This repo contains the data and scripts behind "Where in The U.S. Are You Most Likely to Be Audited by the IRS?" published April 1, 2019.
The earned income tax credit, or EITC, is a program designed to help boost low-income workers out of poverty. In response to pressure from congressional Republicans to root out incorrect payments of the credit, the IRS audits EITC recipients at higher rates than all but the richest Americans.
Kim M. Bloomquist, who served as a senior economist with the IRS’ research division for two decades, decided to map the distribution of audits to illustrate the dramatic regional effects of the agency's emphasis on EITC recipients. In a study first published in Tax Notes, he found that because more than a third of all audits are of EITC recipients, the number of audits in each county is largely a reflection of how many taxpayers there claimed the credit.
The included data covers the total number of income tax filings and the estimated number of audits per county, for the combined tax years 2012-15.
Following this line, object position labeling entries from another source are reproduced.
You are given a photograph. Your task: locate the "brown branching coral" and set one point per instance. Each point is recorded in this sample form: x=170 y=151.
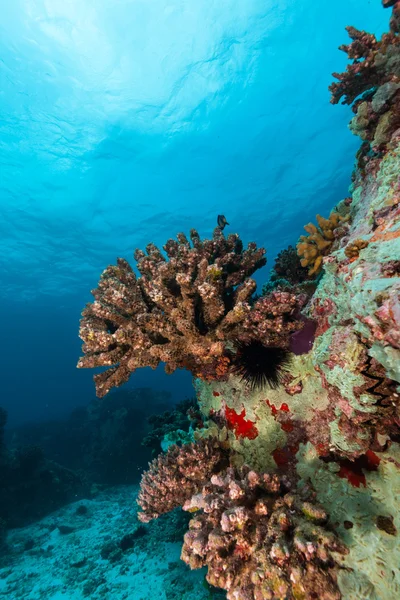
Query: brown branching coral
x=372 y=82
x=174 y=477
x=180 y=311
x=260 y=541
x=273 y=319
x=352 y=250
x=319 y=242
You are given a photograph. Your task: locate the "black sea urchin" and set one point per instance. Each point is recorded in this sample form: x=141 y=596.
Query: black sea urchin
x=260 y=365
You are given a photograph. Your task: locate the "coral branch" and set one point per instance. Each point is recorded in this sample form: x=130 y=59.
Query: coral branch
x=180 y=311
x=175 y=476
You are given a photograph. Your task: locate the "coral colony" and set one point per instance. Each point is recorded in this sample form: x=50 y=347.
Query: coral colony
x=293 y=474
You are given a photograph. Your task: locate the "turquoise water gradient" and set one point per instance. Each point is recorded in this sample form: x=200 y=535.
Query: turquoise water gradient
x=126 y=121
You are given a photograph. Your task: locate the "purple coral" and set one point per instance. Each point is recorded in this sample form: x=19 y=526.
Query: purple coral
x=174 y=477
x=261 y=541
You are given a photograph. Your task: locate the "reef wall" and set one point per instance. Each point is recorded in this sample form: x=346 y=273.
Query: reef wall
x=294 y=469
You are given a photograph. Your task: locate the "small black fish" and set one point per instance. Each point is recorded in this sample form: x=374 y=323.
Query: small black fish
x=222 y=222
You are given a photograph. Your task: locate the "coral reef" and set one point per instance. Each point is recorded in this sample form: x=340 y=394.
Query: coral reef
x=174 y=477
x=372 y=83
x=170 y=421
x=326 y=429
x=288 y=268
x=320 y=241
x=181 y=311
x=260 y=540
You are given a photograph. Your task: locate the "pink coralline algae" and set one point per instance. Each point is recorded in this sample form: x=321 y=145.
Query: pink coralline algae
x=172 y=478
x=180 y=311
x=261 y=541
x=184 y=310
x=372 y=83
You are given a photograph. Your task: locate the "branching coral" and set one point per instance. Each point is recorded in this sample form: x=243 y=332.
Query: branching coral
x=174 y=477
x=313 y=247
x=352 y=250
x=273 y=319
x=259 y=540
x=187 y=311
x=180 y=311
x=372 y=82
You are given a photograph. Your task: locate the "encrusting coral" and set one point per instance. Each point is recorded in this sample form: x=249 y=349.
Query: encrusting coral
x=319 y=242
x=172 y=478
x=372 y=82
x=258 y=538
x=184 y=311
x=352 y=250
x=261 y=541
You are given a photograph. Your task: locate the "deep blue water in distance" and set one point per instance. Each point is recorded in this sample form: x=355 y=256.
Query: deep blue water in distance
x=126 y=122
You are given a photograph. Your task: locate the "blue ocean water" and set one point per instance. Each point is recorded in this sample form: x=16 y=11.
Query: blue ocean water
x=127 y=122
x=124 y=122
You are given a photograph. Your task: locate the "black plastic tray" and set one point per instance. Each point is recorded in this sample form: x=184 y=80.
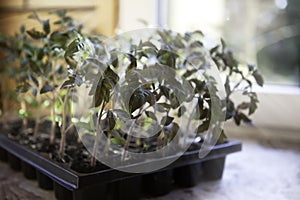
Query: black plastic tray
x=74 y=182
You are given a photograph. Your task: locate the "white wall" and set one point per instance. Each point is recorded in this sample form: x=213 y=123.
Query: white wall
x=131 y=11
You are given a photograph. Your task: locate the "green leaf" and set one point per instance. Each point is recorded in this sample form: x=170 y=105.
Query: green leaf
x=33 y=80
x=166 y=120
x=181 y=111
x=203 y=127
x=22 y=28
x=165 y=91
x=46 y=26
x=148 y=44
x=196 y=44
x=258 y=77
x=46 y=88
x=189 y=73
x=122 y=115
x=215 y=49
x=253 y=105
x=117 y=139
x=243 y=105
x=73 y=48
x=227 y=86
x=133 y=62
x=109 y=122
x=37 y=35
x=245 y=119
x=23 y=88
x=223 y=44
x=151 y=115
x=69 y=83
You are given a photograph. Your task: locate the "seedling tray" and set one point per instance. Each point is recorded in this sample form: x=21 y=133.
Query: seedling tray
x=69 y=184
All raw data is in the data/raw/ subfolder.
-
Bloomquist - Regional Bias in IRS Audit Selection Data.xlsxCovers the estimated number of tax exams (aka audits) per county for tax years 2012-15. This data was calculated and provided by Kim M. Bloomquist. Rates were estimated using audit coverage rates published in the annual IRS Data Book in combination with county tax return data on the IRS website.
-
County-2012.xlsx, County-2013.xlsx, County-2014.xlsx, County-2015.xlsxCovers the number of filings per county for tax years 2012-15. These were dowloaded from the IRS website.
See dataToJSON.R for all data cleaning.
All cleaned data and documentation is in the data/cleaned/ subfolder.
auditsData_2019.04.03.csv and auditsData_2019.04.03.json have the same data, just saved in different formats.
auditsData_dicitonary.csv contains column definitions.